Bac Hoa es un pueblo de la etnia Nung perteneciente a la comuna de Tan Son, provincia de Bac Ninh (anteriormente perteneciente a la comuna de Tan Son, distrito de Luc Ngan, provincia de Bac Giang). Aquí viven más de cien hogares reunidos junto a colinas de lichis y campos abiertos. Lo que hace que este lugar sea diferente son las casas de paredes de tierra, los techos de tejas yin y yang que han sido teñidos por el tiempo.


El camino en el pueblo está tranquilo. De vez en cuando se escuchan ladridos de perros, cantos de gallinas o motos desde lejos. Los niños se invitan mutuamente a trepar a los árboles, a recoger fruta bajo el sol de la tarde. El viento sopla a través de los bambúes al borde de la carretera creando un sonido suave. El ritmo de vida en Bac Hoa es lento hasta el punto de que se puede oír claramente el sonido de los pasos en la carretera del pueblo.
Adentrándose en el pueblo, los viejos racimos de plátanos, los enrejados de flores de bìm bìm púrpuras o los campos de galangal que crecen al borde de la carretera aparecen rústicos. Los adultos aprovechan para cortar maíz, secar maíz frente al patio. Las ancianas llevan a sus nietos a sentarse a charlar. Dos estudiantes se llevan a la escuela fuera del pueblo. Los niños pequeños, curiosos, corren tras los extraños y luego guían alegremente para visitar cada casa antigua.
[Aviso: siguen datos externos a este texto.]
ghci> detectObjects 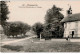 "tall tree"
[45,5,64,37]
[0,1,9,25]
[32,22,43,38]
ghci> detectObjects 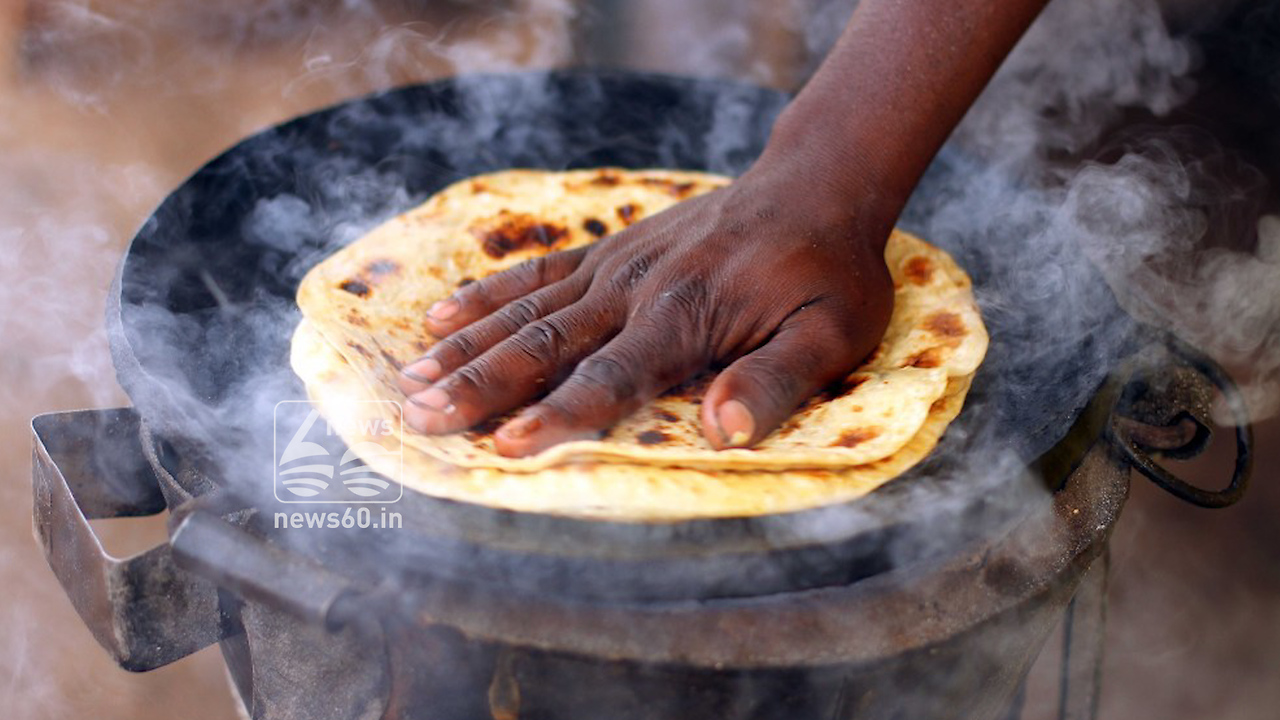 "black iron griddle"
[108,72,1152,601]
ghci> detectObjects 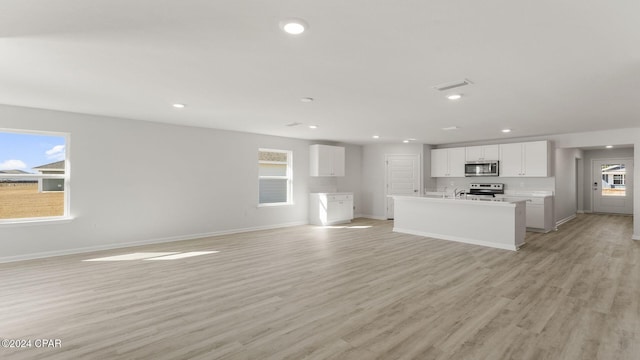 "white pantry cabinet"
[465,145,500,161]
[309,144,345,176]
[309,193,353,225]
[500,141,549,177]
[431,148,465,177]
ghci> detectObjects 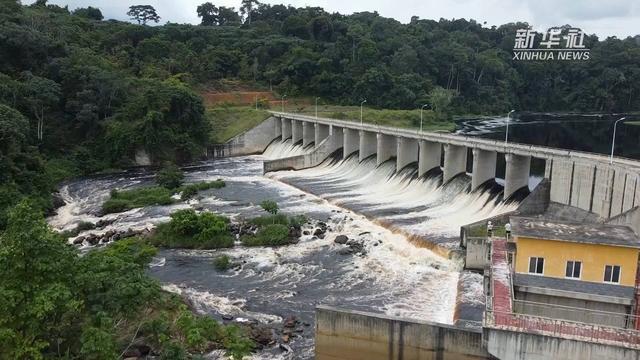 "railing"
[271,112,640,168]
[483,238,640,349]
[483,310,640,349]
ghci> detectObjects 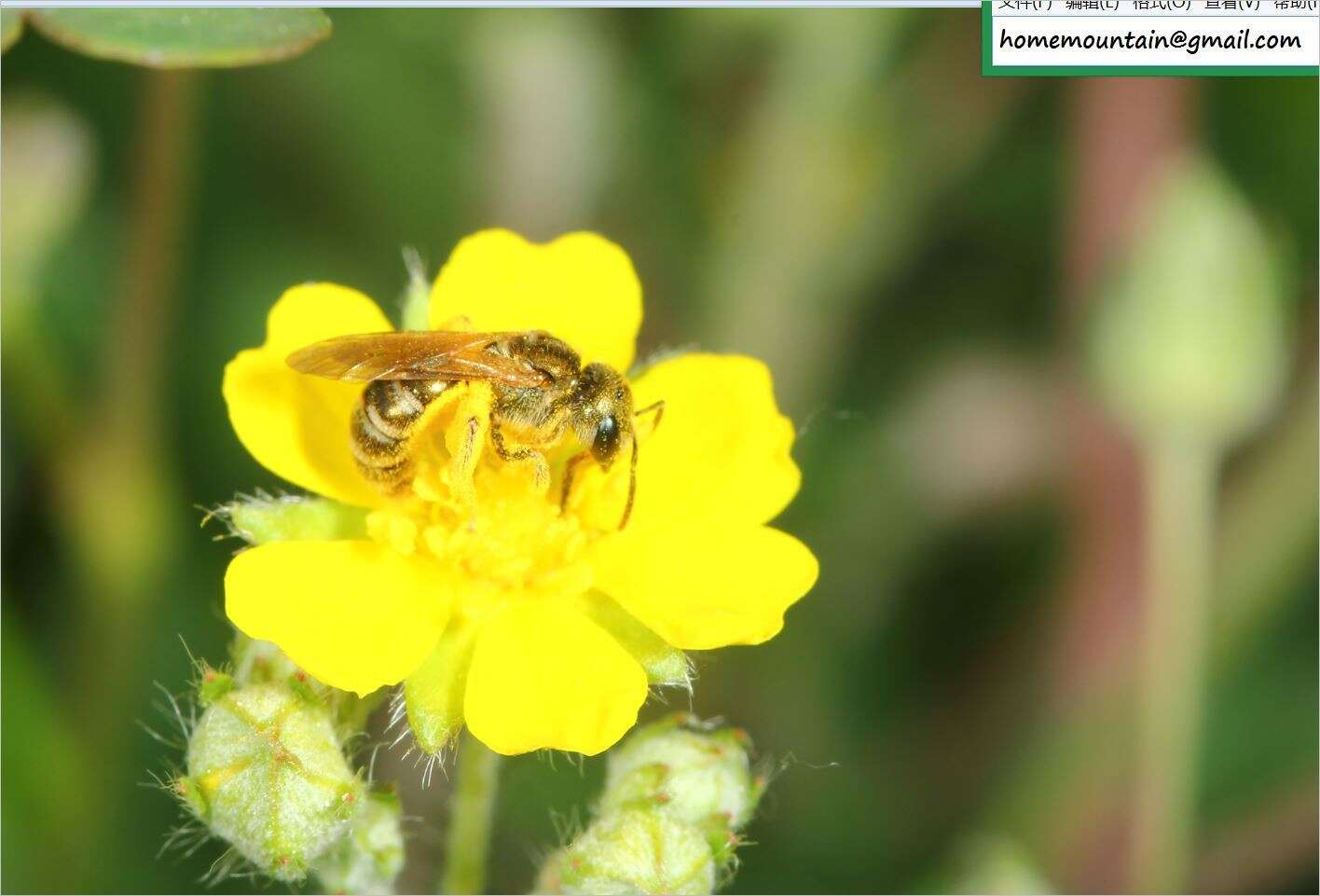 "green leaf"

Casas de tierra ubicadas en laderas empinadas. Las paredes de las casas son de color marrón oscuro, rugosas con el paso de los años, en algunos lugares se han agrietado ligeramente. Los techos de tejas yin-yang están cubiertos de musgo viejo. Puertas de madera delgadas y sencillas, con muchas grietas. En la casa todavía hay objetos viejos como televisores con pantallas onduladas, tinajas de arroz o cuadros colgantes que se han descolorido.
La gente dice que la mayoría de las casas antiguas son actualmente habitadas por ancianos y familias de mediana edad, mientras que los jóvenes han construido gradualmente casas de ladrillo y casas de hormigón.
Pham Ngoc Linh, un turista de Hanoi, dijo que esta es la segunda vez que regresa a Bac Hoa. En su primera visita al pueblo a través de un viaje de campo de estudios a Bac Giang (ahora Bac Ninh), Linh quedó impresionado con la belleza prístina y la arquitectura antigua de este lugar, por lo que decidió regresar con su cámara.



Lo que más me gusta de China del Norte es la tranquilidad y la sensación muy real. Las casas de tierra, el sonido de los niños jugando en el patio o la escena de la gente sentada cosechando maíz frente a la puerta me dan la sensación de estar volviendo a una zona rural de hace muchos años", compartió Linh.
La infancia en Bac Hoa todavía tiene una rare inocencia. Los niños no se quedan pegados a sus teléfonos, sino que recorren el pueblo, trepan a los árboles para recoger fruta, se reúnen en el patio de la casa cultural o cuentan con entusiasmo sobre la vez que fueron a comer pollo frito hace un año.
Lo que hace que Bac Hoa deje muchas emociones no son solo los viejos techos de tierra, sino también el ritmo de vida relajado de la gente de aquí. Por la tarde, trabajan alrededor del patio, cuando conocen a extraños, preguntan con entusiasmo. La gente del pueblo conversa entre sí en idioma Nung, pero siempre recibe a los invitados con entusiasmo en idioma Kinh.
Entre muchos pueblos antiguos que se están comercializando gradualmente, Bac Hoa aún conserva su aspecto prístino y sencillo. Sin ruido, sin servicios turísticos bulliciosos, el pequeño pueblo conserva silenciosamente el estilo de vida, la arquitectura y los recuerdos de la comunidad Nung a través de muchas generaciones.